THE DISCOVERIES OF COLUMBUS.

The fame which Columbus had acquired by his first discoveries on the western hemisphere, spread through Europe and inspired many with the spirit of enterprise. The first discovery of Columbus was made in 1492, and on his fourth voyage in 1498, he discovered the continent at the mouth of the Oronoco, in South America.

THE DISCOVERIES OF CABOT.

In 1497, John Cabot, a Venetian, under the patronage of Henry VII, of England, commenced a voyage of discovery. He was accompanied by his son Sebastian, and three hundred men, with two caravals freighted by the merchants of London and Bristol. On the 24th of June they discovered land. Cabot called it Prima Vista, which, in Italian, his native tongue, signifies, first sight. This is supposed to have been some part of the island of Newfoundland. A few days afterward they discovered a smaller island, which they named St. Johns, on account of the discovery being made on the day of John the Baptist. They continued westerly till they reached the Continent, and then sailed along northerly to the latitude of sixty-seven and a half degrees. Despairing of finding "a passage to India" in that quarter, they turned back and sailed along the coast southward to Florida, and then from thence returned to England. Upon the discoveries made in this voyage, the English founded their claim to the eastern portion of North America.
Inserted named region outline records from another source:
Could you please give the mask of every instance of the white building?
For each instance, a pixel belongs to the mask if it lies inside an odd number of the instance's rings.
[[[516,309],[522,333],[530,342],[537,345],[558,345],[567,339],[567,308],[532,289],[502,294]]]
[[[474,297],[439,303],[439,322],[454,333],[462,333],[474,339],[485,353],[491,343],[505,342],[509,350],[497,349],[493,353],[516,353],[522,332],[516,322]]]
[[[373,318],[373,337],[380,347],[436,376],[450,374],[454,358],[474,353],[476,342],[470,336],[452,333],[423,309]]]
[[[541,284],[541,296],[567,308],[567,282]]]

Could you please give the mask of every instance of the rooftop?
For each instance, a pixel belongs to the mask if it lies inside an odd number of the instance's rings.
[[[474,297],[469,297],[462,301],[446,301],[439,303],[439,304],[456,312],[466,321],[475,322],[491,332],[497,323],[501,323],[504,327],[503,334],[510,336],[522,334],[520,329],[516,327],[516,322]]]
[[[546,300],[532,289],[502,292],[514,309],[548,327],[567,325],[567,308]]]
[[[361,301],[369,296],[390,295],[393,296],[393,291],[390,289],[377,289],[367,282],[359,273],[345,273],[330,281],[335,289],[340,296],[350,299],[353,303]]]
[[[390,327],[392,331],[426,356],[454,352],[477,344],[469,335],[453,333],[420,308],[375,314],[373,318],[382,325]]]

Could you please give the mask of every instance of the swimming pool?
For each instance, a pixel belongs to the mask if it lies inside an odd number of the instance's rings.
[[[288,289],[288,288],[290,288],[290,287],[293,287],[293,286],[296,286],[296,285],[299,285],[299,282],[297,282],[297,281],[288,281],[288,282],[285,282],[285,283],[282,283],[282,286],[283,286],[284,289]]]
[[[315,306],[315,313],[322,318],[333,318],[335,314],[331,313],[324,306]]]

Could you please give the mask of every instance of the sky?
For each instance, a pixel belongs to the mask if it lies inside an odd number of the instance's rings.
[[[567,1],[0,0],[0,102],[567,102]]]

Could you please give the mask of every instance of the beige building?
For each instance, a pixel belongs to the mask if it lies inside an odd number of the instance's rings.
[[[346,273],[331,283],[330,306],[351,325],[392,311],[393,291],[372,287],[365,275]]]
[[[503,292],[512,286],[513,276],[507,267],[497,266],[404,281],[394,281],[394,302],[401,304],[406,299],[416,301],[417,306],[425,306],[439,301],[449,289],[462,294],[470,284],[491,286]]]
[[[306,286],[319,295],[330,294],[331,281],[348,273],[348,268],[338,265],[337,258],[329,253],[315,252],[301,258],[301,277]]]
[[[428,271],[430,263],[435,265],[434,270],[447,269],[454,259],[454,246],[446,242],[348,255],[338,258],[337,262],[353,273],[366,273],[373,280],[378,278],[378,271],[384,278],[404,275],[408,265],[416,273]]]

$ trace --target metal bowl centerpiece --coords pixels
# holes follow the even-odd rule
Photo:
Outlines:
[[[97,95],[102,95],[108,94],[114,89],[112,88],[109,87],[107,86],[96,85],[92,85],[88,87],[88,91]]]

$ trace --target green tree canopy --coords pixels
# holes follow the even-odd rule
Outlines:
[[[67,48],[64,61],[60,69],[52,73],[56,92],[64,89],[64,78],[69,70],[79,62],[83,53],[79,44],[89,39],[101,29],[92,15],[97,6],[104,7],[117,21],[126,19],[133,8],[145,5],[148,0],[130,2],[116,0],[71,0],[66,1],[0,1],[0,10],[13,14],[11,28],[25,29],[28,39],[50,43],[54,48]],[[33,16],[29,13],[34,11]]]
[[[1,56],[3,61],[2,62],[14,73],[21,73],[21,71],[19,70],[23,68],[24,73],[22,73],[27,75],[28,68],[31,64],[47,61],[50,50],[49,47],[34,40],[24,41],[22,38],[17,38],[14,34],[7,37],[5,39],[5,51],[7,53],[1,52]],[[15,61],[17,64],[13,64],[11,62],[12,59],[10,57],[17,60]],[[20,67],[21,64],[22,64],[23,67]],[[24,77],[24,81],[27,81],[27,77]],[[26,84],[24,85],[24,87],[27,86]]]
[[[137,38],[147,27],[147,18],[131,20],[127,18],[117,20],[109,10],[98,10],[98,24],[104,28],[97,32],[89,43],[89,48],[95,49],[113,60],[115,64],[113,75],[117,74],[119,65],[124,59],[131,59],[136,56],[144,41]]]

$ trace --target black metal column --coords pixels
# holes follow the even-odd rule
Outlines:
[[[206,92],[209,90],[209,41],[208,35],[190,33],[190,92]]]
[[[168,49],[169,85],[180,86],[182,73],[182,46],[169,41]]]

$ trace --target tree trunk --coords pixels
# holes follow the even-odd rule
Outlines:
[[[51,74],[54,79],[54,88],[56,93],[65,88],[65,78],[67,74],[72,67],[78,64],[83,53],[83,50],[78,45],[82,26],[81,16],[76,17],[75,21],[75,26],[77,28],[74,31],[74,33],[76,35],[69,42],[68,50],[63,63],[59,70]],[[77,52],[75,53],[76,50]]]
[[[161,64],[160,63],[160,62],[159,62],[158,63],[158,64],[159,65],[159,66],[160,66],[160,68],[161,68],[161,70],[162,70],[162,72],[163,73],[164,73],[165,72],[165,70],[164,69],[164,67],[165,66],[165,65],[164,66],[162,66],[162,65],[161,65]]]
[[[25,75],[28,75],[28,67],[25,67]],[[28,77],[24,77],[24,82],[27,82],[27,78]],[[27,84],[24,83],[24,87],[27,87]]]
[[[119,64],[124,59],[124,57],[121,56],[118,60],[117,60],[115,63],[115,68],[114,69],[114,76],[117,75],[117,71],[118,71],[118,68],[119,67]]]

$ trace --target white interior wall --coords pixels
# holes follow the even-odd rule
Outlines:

THE VOYAGES OF VERRAZZANO AND OTHERS.

In 1524, John Verrazzano, a Florentine in the service of France, sailed to America and proceeded along the coast from Florida to the fiftieth degree of north latitude. He is supposed to have entered the harbor of New York. He made another voyage, from which he never returned, nor is it known by what disaster he perished. During the next forty years, frequent voyages were made to the coast of North America. Fishing, and trade with the natives, appears to have been the principal object.